Most of Wayfarer of Time’s retro style invokes a sense of charm that enhances the experience, but some of those elements also hold the game back at times. The molasses-slow opening few hours may drive away some players, particularly less-experienced RPG fans, and the tiny sprites make it difficult to discern who you’ll actually be chatting with when you press the X button. Also, the old-school save system—only at an inn or save points—made me constantly paranoid about losing my progress, particularly since the game has the tendency to drop punishing enemy encounters on the player with little warning or preparation.
Once Wayfarer of Time gets going, though, it’s a character-driven adventure with twists and turns that—despite the derivative look and feel of the game—I legitimately didn’t see coming. Dialogue-heavy Japanese RPGs require excellent translations to really immerse the player in the world, and thankfully, this may well be Atlus’ strongest localization since Persona 4, another text-heavy adventure that really treated the English-language adaptation with the care and respect it deserved. But whileWayfarer of Time received the full voice treatment in Japan, that feature’s been cut from this release outside of the animated cutscenes. Still, the writing’s so expressive that I didn’t really mind the omission, especially with the knowledge that releasing a fully voiced PSP game in North America is practically impossible at this point.
Unlike most RPGs, where you’re forced to interact with each character in the way the developers dictate, Wayfarer of Time gives you the freedom to treat each new person you come across as an individual via a vast array of dialogue choices.
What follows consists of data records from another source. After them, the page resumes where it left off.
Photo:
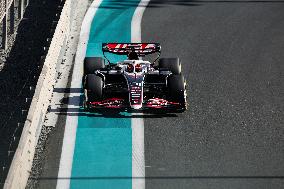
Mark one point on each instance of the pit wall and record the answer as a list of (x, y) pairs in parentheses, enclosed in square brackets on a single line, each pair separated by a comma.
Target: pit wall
[(23, 158)]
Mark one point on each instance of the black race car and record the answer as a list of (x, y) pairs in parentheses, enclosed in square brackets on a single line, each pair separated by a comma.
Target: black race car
[(134, 84)]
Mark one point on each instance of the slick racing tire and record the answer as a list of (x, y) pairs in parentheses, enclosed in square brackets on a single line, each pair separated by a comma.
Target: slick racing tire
[(177, 91), (94, 87), (172, 64), (91, 64)]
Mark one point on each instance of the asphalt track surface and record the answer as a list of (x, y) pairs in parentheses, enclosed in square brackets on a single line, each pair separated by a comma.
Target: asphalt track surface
[(232, 136)]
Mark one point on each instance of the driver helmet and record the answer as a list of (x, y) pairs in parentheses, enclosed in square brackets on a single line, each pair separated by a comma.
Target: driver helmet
[(138, 68), (132, 55)]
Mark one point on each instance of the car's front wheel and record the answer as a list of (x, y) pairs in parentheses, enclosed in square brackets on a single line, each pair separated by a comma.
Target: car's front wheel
[(94, 88), (177, 90)]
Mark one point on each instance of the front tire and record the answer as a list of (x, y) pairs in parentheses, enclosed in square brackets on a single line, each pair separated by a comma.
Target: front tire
[(177, 91), (94, 87)]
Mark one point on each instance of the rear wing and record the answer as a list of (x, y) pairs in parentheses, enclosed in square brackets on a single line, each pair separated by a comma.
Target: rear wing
[(141, 49)]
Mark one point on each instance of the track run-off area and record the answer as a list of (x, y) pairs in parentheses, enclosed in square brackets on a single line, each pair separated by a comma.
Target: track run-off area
[(232, 136)]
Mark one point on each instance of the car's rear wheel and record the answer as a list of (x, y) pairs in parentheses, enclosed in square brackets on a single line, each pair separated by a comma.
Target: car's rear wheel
[(177, 91), (91, 64), (94, 88), (172, 64)]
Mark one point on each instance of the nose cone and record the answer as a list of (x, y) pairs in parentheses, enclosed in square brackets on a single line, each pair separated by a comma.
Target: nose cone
[(136, 106)]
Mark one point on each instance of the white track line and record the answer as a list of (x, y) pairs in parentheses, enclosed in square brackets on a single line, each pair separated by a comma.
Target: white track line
[(68, 145), (137, 124)]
Have you ever wanted to tell off—or outright ignore—the whiny tagalong RPG brat? In Wayfarer of Time, you absolutely can. In fact, the very second my clingy, naïve stepbrother started whining uncontrollably, I responded to his bothersome braying with a series of dismissive ellipses. When I came across characters I respected, though, I gave them the time of day and did everything I could to grow our relationship. Wayfarer of Time features 40-plus endings, truly rewarding the player and making you feel like your choices throughout the game made a real difference.
I’ll put it this way: If you’re a Japanese RPG fan, you likely have a PSP or Vita. Wayfarer of Time is available as a boxed UMD or as a PSN download to play on the Vita, so you’ve got no excuse to not support this release in one form or another. If you claim to love the genre and yearn for Japanese RPGs that reach the heights of some of the beloved classics, you’re doing yourself a grave disservice if you overlook Growlanser: Wayfarer of Time.
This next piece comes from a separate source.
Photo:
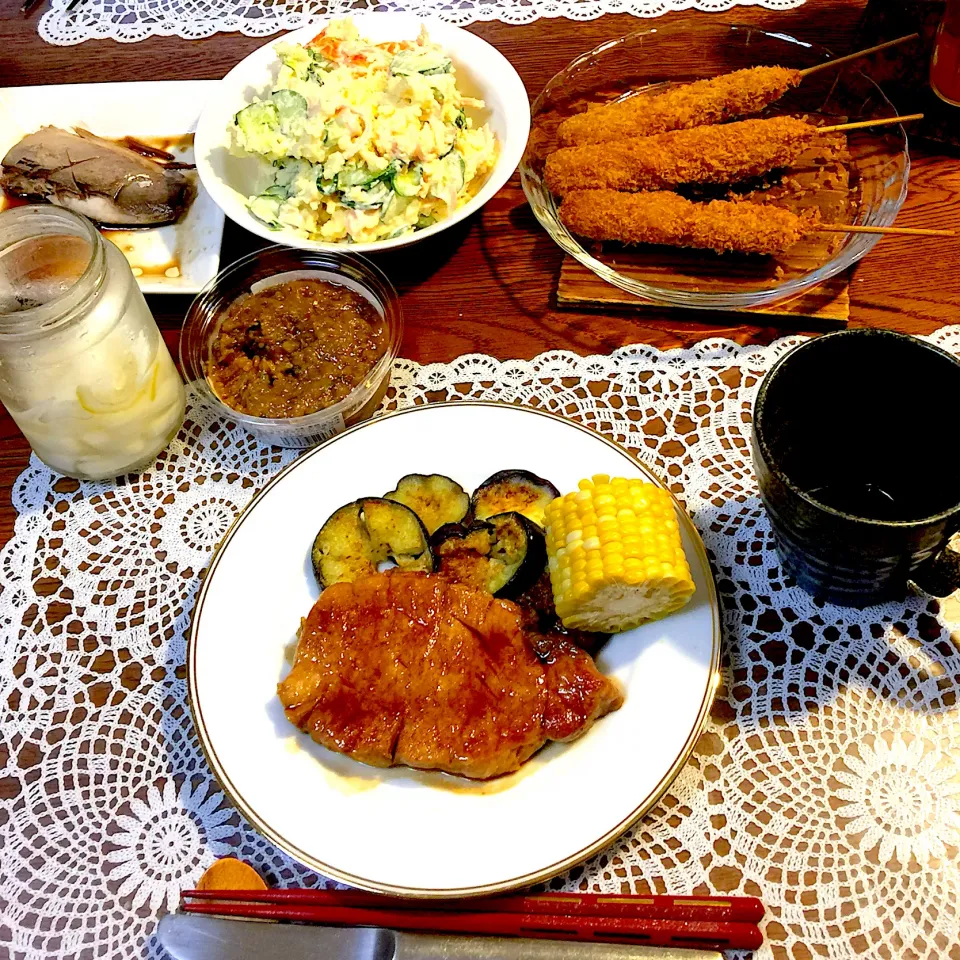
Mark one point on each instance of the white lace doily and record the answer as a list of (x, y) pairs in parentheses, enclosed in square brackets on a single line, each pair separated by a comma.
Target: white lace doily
[(827, 781), (132, 20)]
A true Japanese role-playing throwback that successfully channels the classics of the past, Growlanser: Wayfarer of Time’s challenging, strategy-laden battles and cast of expressive characters will help remind JRPG fans why they fell in love with the genre in the first place.
|Growlanser: Wayfarer of Time is available on PSP. Primary version played was for PSP. Product was provided by for the benefit of this coverage. EGM reviews on a scale of one to five stars.
A proud Japanese RPG and serial-comma enthusiast, Andrew attended E3 for more than a decade. His least-proud moment? That time in 2004 when, suffering from utter exhaustion, he decided to take a break on the creepy, dilapidated—and possibly cursed—La-Z-Boy at Konami’s Silent Hill booth.